In previous parts of this book we have developed rigorous, generalized, thermodynamic descriptions of phenomena. With this chapter we begin to convert those descriptions into specific forms that can be applied to phase and reaction equilibrium calculations. Such calculations always requires us to make decisions—to select from among alternative computational strategies. For example, a common decision to be faced is this: Which of the five famous fugacity formulae should I use? If, in a given situation, our models are all reliable and their parameters are all known, and if we can solve all appropriate thermodynamic relations, then our choices are relatively simple: our decisions are dictated by the process, the substances involved, and their states. Unfortunately, most situations are not so simple: we usually have limited information about the process, all necessary properties of the substances may not be known, some models may be of limited reliability, and rigorous computational routes may be inaccessible. Such constraints complicate the selection process, forcing us to balance thermodynamic rigor, model reliability, and computational simplicity.

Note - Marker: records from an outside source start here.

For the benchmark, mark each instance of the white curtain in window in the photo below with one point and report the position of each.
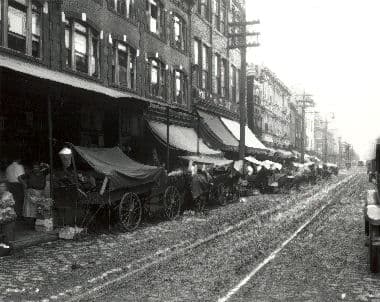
(17, 21)
(80, 43)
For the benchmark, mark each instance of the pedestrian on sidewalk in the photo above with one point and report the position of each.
(13, 172)
(7, 214)
(34, 183)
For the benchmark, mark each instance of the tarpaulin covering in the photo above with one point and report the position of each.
(215, 125)
(122, 171)
(208, 160)
(251, 140)
(284, 154)
(182, 138)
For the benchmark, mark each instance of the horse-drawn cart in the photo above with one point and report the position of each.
(105, 178)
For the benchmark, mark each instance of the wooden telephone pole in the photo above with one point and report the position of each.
(305, 102)
(238, 36)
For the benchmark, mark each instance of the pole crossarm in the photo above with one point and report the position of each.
(235, 24)
(244, 45)
(236, 35)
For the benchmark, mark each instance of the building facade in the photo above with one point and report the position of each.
(271, 113)
(215, 68)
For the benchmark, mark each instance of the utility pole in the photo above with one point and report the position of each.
(325, 141)
(305, 102)
(238, 36)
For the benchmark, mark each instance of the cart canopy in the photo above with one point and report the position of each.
(122, 171)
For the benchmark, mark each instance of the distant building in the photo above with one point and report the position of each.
(269, 115)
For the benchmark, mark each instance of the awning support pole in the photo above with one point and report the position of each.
(167, 138)
(198, 127)
(50, 125)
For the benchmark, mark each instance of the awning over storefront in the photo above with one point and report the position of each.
(284, 153)
(251, 140)
(182, 138)
(208, 160)
(214, 126)
(42, 72)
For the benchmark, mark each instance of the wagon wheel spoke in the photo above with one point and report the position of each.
(172, 202)
(130, 211)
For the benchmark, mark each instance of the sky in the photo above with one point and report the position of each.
(330, 49)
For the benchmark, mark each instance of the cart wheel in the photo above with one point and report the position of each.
(172, 202)
(222, 195)
(130, 212)
(200, 204)
(373, 258)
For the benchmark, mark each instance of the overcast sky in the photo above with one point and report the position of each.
(330, 48)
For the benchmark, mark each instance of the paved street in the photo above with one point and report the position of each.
(202, 258)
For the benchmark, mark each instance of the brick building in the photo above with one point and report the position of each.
(271, 109)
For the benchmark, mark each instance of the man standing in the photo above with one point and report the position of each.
(13, 172)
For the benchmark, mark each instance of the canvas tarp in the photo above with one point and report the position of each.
(223, 135)
(122, 171)
(251, 140)
(182, 138)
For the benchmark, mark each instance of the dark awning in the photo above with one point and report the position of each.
(182, 138)
(218, 131)
(251, 141)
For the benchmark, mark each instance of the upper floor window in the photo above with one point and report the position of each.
(204, 8)
(234, 84)
(179, 87)
(179, 33)
(223, 78)
(156, 17)
(23, 33)
(157, 77)
(82, 48)
(124, 65)
(205, 82)
(123, 7)
(219, 15)
(217, 78)
(196, 52)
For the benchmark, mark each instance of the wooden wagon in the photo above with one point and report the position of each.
(125, 188)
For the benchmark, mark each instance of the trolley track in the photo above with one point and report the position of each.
(144, 264)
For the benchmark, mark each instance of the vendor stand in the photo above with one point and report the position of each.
(113, 181)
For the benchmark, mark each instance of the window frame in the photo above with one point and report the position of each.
(29, 35)
(160, 21)
(183, 83)
(158, 89)
(183, 32)
(91, 36)
(131, 57)
(205, 70)
(203, 9)
(128, 11)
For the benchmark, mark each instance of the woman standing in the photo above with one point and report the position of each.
(7, 213)
(34, 183)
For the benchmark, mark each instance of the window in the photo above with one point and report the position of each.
(124, 65)
(124, 8)
(156, 17)
(179, 87)
(224, 78)
(234, 83)
(217, 69)
(157, 78)
(24, 27)
(219, 15)
(81, 48)
(205, 68)
(204, 8)
(179, 33)
(196, 52)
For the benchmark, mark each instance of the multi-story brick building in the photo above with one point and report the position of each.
(272, 114)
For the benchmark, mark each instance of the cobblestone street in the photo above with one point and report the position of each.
(328, 262)
(63, 269)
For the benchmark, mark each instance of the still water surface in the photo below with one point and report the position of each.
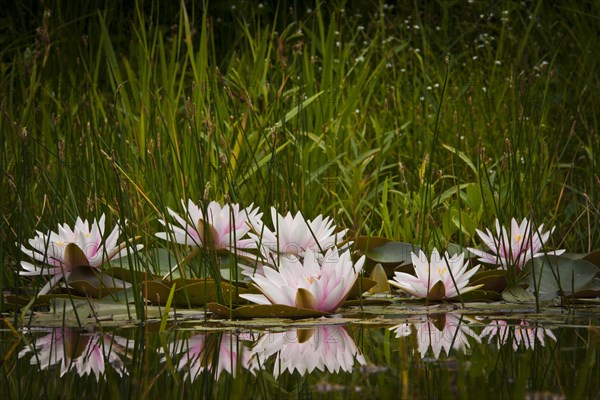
(440, 355)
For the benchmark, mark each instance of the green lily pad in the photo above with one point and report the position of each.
(379, 277)
(193, 292)
(361, 285)
(264, 311)
(481, 295)
(397, 253)
(492, 280)
(517, 294)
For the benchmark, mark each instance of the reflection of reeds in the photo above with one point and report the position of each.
(126, 111)
(85, 353)
(523, 335)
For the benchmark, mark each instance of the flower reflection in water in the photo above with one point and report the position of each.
(212, 353)
(524, 335)
(86, 353)
(326, 348)
(441, 331)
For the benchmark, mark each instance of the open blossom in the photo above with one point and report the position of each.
(294, 235)
(72, 248)
(197, 354)
(524, 334)
(308, 284)
(524, 243)
(454, 334)
(226, 226)
(325, 348)
(442, 277)
(85, 353)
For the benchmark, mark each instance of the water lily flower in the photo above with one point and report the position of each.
(434, 279)
(524, 243)
(197, 354)
(85, 353)
(308, 284)
(294, 235)
(454, 334)
(524, 334)
(226, 226)
(71, 248)
(325, 348)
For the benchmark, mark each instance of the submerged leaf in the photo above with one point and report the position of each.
(264, 311)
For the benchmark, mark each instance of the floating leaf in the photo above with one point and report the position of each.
(379, 276)
(90, 282)
(264, 311)
(481, 295)
(552, 276)
(517, 294)
(397, 253)
(193, 292)
(361, 285)
(492, 280)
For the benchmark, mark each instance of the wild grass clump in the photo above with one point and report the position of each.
(416, 122)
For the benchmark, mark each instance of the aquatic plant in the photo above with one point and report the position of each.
(85, 353)
(454, 334)
(311, 284)
(71, 248)
(294, 235)
(523, 335)
(440, 278)
(323, 348)
(524, 243)
(226, 226)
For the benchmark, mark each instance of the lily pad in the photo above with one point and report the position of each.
(193, 292)
(379, 276)
(492, 280)
(552, 276)
(481, 295)
(397, 253)
(264, 311)
(361, 285)
(517, 294)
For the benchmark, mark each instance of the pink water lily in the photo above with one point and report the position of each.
(455, 334)
(515, 249)
(294, 235)
(226, 226)
(82, 352)
(311, 284)
(439, 278)
(525, 334)
(325, 348)
(71, 248)
(197, 355)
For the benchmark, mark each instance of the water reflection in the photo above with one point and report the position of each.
(523, 335)
(323, 348)
(212, 353)
(86, 353)
(439, 332)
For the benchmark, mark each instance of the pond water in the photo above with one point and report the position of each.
(374, 353)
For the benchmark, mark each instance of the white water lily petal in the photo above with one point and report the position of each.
(452, 272)
(515, 249)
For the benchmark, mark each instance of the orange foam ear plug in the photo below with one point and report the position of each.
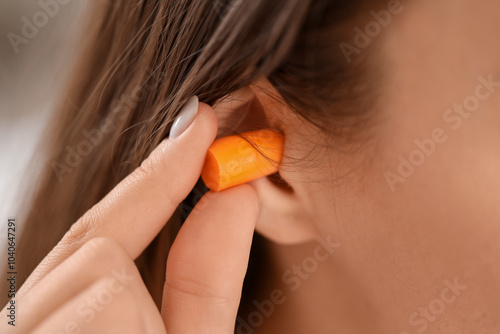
(238, 159)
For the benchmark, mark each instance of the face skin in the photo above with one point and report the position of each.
(415, 255)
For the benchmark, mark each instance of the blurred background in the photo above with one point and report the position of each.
(37, 38)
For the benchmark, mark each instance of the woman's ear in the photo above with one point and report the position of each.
(283, 216)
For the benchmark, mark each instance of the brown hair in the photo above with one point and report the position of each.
(143, 59)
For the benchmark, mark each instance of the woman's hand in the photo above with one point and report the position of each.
(89, 281)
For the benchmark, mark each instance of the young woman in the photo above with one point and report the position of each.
(383, 218)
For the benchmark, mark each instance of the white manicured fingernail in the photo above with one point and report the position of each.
(185, 118)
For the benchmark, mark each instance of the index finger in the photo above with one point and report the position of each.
(135, 211)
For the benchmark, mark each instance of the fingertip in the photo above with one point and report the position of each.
(245, 198)
(208, 118)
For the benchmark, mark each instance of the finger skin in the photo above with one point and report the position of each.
(135, 211)
(128, 311)
(208, 261)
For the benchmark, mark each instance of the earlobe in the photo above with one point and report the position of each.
(283, 217)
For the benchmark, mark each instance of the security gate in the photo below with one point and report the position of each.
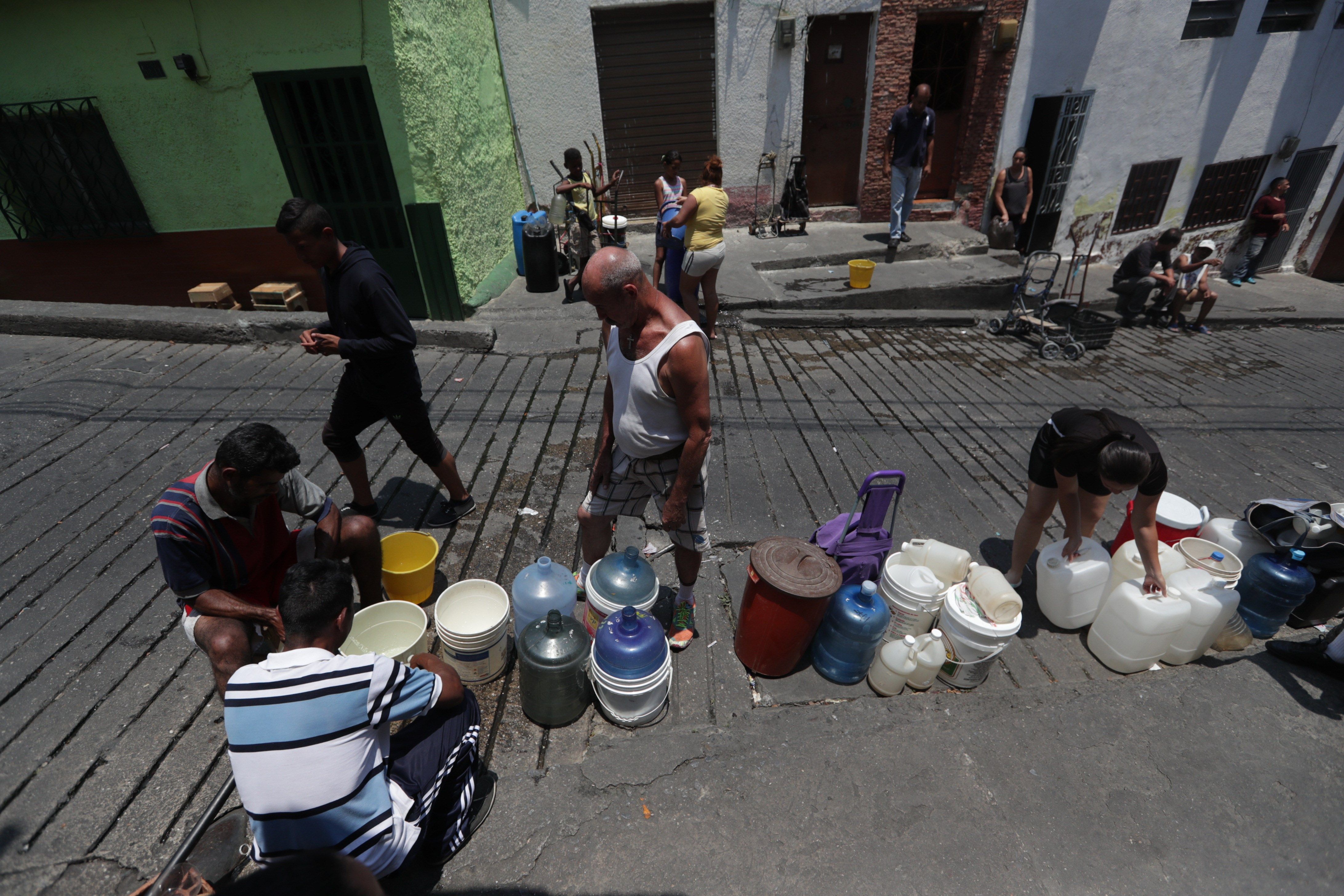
(331, 143)
(1064, 151)
(1303, 181)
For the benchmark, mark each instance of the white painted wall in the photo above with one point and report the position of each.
(1160, 97)
(549, 61)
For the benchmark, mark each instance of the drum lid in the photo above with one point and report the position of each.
(796, 567)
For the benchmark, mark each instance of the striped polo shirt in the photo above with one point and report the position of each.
(308, 739)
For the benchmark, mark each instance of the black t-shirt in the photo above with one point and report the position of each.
(1142, 260)
(1077, 422)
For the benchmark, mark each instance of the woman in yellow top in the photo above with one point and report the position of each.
(703, 214)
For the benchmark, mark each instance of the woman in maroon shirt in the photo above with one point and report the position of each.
(1269, 219)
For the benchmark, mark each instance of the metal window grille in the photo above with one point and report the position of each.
(1225, 191)
(61, 177)
(1211, 19)
(1290, 15)
(1069, 134)
(1146, 195)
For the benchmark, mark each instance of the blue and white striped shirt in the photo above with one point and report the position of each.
(308, 738)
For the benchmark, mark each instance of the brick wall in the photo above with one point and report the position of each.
(988, 89)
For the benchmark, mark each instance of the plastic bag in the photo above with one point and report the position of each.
(1002, 234)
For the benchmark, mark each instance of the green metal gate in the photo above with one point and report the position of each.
(331, 143)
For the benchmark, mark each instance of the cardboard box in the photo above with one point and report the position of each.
(280, 298)
(211, 296)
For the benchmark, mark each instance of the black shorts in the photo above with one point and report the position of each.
(359, 405)
(1042, 472)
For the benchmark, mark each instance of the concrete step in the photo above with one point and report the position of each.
(939, 284)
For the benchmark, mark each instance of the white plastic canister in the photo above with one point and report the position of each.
(948, 563)
(913, 594)
(971, 638)
(1127, 565)
(1134, 629)
(893, 666)
(472, 622)
(1237, 537)
(1213, 604)
(1069, 593)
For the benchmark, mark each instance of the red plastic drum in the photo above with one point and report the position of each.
(790, 586)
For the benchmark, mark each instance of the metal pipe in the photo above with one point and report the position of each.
(194, 838)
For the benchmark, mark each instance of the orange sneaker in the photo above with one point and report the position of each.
(683, 626)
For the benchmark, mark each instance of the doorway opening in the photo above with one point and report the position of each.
(835, 90)
(941, 60)
(1304, 177)
(1053, 138)
(331, 143)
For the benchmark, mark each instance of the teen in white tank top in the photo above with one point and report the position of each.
(644, 418)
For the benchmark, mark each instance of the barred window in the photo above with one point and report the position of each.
(1290, 15)
(1146, 195)
(61, 177)
(1211, 19)
(1225, 191)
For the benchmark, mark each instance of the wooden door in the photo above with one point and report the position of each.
(835, 85)
(940, 60)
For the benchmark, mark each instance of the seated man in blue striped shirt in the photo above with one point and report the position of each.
(308, 739)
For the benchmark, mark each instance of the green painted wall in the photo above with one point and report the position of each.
(202, 155)
(458, 124)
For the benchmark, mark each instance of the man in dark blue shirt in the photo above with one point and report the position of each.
(370, 330)
(909, 159)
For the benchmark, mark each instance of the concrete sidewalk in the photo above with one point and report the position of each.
(945, 276)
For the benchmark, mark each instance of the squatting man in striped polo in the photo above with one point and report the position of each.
(310, 743)
(224, 545)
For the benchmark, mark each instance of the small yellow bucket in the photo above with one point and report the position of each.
(861, 273)
(409, 566)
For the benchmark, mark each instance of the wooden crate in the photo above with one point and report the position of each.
(211, 296)
(280, 298)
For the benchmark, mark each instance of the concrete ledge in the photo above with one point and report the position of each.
(90, 320)
(858, 318)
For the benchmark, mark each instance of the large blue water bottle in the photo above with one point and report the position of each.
(1272, 588)
(539, 589)
(850, 633)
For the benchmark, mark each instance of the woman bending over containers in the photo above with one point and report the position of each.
(1080, 460)
(703, 214)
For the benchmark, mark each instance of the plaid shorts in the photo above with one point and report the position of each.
(636, 480)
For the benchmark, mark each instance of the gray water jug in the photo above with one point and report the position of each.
(553, 656)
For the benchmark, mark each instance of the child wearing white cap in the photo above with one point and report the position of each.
(1193, 285)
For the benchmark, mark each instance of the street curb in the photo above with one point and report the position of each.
(92, 320)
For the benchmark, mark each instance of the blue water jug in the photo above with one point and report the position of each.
(539, 589)
(631, 645)
(519, 219)
(850, 633)
(1272, 588)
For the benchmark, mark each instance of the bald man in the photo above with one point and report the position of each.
(655, 440)
(909, 159)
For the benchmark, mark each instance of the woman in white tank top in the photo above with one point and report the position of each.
(669, 193)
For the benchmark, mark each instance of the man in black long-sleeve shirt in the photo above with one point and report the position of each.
(370, 330)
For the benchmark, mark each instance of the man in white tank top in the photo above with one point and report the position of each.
(655, 438)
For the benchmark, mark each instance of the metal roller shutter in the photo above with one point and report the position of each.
(655, 72)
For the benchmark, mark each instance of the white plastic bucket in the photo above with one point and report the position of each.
(971, 637)
(472, 622)
(632, 702)
(396, 629)
(913, 594)
(597, 609)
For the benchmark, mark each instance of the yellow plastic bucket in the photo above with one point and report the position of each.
(861, 273)
(409, 566)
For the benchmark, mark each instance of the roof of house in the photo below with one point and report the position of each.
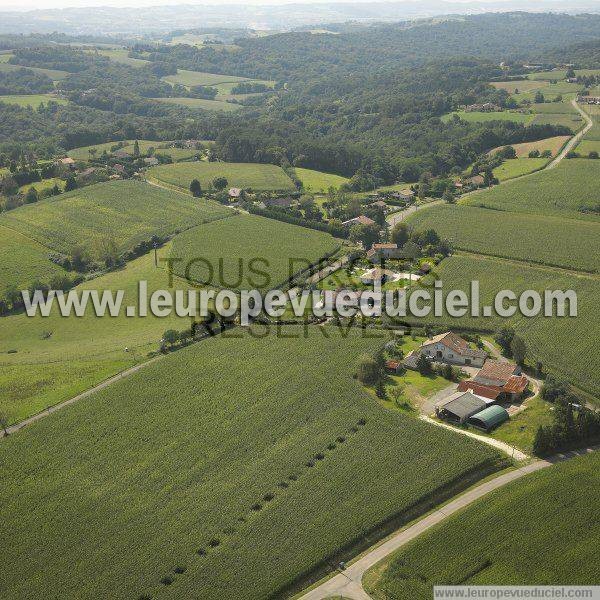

In § 10.1 we present the basic thermodynamic relations that are used to start phase-equilibrium calculations: we discuss vapor-liquid, liquid-liquid, and liquid-solid calculations. We have seen that the most interesting phase behavior occurs in nonideal solutions, but when we describe nonidealities using an ideal solution as a basis, we must select an appropriate standard state. Common options for standard states are discussed in § 10.2; they include pure-component standard states and dilute-solution standard states.